В дни, а, вернее, вечера, когда в ресторан приходили фанаты, как сейчас, принято говорить, что, как и следовало ожидать, не очень понравилось, Ашоту Акоповичу. Что с них было взять? Выручка кухни и бара стала катастрофически падать. И кому это надо?
– Я тебя ценю, Миша. – Ашот Акопович в который раз пробовал, правда, без особого успеха, застегнуть пуговицу на крахмальной рубашке, вечно выползающей из брюк дорогого итальянского костюма. – Но и ты и меня пойми. От ваших байстрюков толку никакого. Сидят весь вечер с кружкой пива. А в кассе ноль.
Ашот Акопович, много лет прожил в России, как ему казалось, в совершенстве владел языком, и на литературном уровне, и в бытовом разговоре. Во всяком случае, мог по-русски, так матом загнуть, что мама не горюй, но, откуда он взял это не совсем русское слово «байстрюк», только ему Ашоту и понятно. По его выходило, что все, кто посещал ресторан ради джаза, были внебрачными детьми. Но Мишаня врубился моментально и досконально. И тут же ответил, как и подобает солидному руководителю, солидного коллектива.

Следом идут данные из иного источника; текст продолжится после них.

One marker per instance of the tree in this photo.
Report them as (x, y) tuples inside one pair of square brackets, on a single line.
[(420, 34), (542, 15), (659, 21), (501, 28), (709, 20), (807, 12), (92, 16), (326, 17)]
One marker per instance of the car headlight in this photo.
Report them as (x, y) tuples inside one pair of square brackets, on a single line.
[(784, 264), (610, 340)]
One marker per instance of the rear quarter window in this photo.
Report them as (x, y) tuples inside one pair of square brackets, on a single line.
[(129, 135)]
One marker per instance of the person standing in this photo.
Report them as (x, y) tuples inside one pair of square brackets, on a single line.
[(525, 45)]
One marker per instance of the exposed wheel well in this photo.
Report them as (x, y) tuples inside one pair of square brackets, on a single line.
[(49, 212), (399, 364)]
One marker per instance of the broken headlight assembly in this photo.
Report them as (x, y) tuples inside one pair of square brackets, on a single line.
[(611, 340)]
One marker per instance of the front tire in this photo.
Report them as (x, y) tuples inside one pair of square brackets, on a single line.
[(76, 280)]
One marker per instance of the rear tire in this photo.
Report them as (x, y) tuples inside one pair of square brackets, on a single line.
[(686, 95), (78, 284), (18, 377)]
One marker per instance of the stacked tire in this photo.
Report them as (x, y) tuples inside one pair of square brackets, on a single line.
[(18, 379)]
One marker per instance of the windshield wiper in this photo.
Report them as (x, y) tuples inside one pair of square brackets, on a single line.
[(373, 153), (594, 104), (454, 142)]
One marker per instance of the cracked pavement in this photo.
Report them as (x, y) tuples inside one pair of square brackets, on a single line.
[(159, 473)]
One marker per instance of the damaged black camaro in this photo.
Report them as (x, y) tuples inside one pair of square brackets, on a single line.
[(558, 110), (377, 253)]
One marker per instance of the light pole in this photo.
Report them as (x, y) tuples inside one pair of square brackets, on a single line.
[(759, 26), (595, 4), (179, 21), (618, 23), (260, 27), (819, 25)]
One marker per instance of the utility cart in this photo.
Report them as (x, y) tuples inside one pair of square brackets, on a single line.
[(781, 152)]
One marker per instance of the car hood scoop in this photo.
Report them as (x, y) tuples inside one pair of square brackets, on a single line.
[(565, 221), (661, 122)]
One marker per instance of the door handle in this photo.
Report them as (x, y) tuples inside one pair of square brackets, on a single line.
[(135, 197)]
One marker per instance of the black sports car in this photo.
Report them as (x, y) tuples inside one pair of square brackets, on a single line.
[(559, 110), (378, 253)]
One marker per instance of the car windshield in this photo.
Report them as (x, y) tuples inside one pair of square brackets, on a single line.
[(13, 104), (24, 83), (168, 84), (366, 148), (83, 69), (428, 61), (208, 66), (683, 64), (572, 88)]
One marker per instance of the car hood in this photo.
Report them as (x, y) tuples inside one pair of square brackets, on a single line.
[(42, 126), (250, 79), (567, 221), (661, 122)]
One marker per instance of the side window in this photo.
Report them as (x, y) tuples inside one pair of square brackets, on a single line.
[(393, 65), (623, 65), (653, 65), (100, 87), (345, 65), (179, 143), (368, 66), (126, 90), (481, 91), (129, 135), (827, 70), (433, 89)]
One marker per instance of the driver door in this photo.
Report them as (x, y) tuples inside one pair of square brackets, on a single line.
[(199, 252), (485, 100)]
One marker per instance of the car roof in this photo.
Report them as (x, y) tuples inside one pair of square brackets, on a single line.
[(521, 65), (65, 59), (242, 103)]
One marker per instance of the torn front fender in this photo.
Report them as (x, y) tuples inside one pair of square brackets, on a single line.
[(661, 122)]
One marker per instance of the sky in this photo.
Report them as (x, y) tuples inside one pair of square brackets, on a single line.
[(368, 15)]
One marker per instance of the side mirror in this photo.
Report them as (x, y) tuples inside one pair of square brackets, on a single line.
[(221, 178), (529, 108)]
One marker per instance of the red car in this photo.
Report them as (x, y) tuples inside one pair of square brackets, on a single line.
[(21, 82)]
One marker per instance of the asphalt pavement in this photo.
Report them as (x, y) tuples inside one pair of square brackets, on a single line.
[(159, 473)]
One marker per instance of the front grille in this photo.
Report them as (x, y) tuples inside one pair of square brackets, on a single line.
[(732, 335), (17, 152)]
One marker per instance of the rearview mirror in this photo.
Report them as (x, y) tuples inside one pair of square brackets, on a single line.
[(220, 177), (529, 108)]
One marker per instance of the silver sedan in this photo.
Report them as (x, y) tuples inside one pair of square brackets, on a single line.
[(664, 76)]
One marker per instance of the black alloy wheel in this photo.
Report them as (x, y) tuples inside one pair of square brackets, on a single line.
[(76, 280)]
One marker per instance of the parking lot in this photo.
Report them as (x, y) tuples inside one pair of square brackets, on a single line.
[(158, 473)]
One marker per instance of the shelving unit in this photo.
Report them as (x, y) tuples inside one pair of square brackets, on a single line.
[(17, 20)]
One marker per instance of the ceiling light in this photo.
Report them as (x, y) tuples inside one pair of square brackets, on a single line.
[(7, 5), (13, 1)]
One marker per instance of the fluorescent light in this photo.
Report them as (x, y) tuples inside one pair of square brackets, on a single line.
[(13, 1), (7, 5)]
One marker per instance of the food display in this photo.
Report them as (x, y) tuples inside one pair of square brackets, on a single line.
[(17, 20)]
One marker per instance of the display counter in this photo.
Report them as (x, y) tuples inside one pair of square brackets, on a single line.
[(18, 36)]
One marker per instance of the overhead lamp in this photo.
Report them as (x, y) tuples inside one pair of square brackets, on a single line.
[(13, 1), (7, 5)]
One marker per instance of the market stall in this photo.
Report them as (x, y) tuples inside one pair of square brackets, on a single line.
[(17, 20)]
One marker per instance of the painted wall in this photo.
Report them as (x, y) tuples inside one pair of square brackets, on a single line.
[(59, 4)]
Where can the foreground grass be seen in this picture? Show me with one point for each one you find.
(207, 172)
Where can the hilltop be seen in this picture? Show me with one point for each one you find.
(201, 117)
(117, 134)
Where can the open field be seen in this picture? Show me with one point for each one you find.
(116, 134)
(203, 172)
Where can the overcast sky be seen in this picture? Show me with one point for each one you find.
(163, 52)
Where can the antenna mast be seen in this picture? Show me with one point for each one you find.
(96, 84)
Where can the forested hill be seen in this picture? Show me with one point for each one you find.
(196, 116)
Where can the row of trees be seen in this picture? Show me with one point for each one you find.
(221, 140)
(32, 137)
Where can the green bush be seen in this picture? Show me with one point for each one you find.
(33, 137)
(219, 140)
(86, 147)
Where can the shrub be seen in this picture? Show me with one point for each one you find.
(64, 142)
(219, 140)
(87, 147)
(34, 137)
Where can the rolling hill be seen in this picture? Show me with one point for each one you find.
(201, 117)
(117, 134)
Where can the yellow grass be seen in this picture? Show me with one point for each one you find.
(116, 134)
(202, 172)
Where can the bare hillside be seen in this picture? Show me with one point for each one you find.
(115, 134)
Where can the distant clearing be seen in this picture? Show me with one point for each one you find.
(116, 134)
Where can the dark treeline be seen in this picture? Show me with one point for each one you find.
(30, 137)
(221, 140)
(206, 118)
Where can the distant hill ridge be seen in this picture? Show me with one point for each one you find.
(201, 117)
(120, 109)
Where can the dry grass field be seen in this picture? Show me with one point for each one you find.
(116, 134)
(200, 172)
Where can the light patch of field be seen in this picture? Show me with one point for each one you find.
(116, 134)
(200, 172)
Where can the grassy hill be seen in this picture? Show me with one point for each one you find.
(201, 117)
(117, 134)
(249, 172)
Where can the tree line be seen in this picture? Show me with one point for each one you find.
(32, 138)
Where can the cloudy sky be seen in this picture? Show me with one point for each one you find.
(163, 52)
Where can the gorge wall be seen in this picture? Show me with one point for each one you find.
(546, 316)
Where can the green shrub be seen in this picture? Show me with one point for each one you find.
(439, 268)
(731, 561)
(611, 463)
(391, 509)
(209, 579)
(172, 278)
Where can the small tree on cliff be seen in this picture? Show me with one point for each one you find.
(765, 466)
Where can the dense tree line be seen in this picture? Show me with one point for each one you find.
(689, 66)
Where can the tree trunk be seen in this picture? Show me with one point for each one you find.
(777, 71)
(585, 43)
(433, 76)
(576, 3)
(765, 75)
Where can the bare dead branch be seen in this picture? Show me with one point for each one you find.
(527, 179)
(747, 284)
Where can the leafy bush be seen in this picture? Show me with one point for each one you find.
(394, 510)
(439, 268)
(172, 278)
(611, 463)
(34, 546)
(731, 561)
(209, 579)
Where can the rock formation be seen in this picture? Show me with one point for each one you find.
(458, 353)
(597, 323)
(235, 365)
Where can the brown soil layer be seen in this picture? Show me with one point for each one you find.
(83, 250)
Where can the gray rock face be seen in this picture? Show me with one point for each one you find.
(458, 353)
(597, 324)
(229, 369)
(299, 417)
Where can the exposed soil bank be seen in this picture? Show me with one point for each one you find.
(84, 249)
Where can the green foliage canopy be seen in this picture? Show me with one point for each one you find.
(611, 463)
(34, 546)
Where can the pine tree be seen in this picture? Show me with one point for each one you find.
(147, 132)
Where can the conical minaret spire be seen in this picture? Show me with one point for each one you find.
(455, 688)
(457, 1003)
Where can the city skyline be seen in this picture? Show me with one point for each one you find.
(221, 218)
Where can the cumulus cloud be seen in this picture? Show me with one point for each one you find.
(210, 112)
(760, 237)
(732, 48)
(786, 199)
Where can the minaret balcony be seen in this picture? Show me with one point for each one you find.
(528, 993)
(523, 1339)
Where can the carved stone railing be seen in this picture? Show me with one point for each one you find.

– Не переживайте, шеф. Все поправим. – И поправил.
Правда «Мурки» и иже с ними, слава богу, так и не вернулись в репертуар, но Мишаня, нагрузив Ларису Пан, шлягерами тех лет, значительно разбавил свою джазовую программу.
А, куда было деваться? И как говорится, баланс был восстановлен. Всяческие «Червоны руты» делали свое дело, а джаз был джазом. Оркестр Маргулиса завоевывал своего слушателя, все больше. А с ним, я имею в виду слушателя, росло и благосостояние ресторана, а значит и Маргулиса. Вот он уже подруливает к служебному входу на новеньком «Запорожце»… Вы, конечно, можете иронично улыбаться, но для тех лет и этот механизм, был, как, ни странно, предметом всенародной зависти и своеобразным пропуском в другую, большинству населения, недоступную, а значит и не знакомую, жизнь. Через год, а это был уже полный впечатлений 1975-й, возле служебного входа припарковался новенький «Жигуль» первой модели и недалеко, казалось, маячило то время, когда Мишаня, вот-вот должен был пересесть на «Газ-24», только по величайшему блату, продававшийся в частные руки.
Но увы, и ах.
Глава восьмая
«Не очко его сгубило, а к одиннадцати туз».
Что такое приличный ресторан, даже в самом заштатном городе, думаю, вы представляете. А город был не таким уж и заштатным. И ресторан на самом виду. Более того, так уж случилось, что в те времена, это было, я имею в виду ресторан, единственное место, где мог свободно время от времени звучать приличный джаз. А то, что Маргулис играл приличный джаз, надеюсь, сомнений нет. Так вот. Вы ж, понимаете, что за все надо платить. Я имею в виду музыку, которую играли вечерами. И платили. Те, кто заказывал по два, три раза «ЛАНДЫШИ», платили, и те, кто просил вновь сымпровизировать на тему Каунта Бэйси или Элингтона. И, уж, конечно же, за скрипочку Миши Маргулиса. Платили. Платили. Платили. И Миша играл. Но однажды…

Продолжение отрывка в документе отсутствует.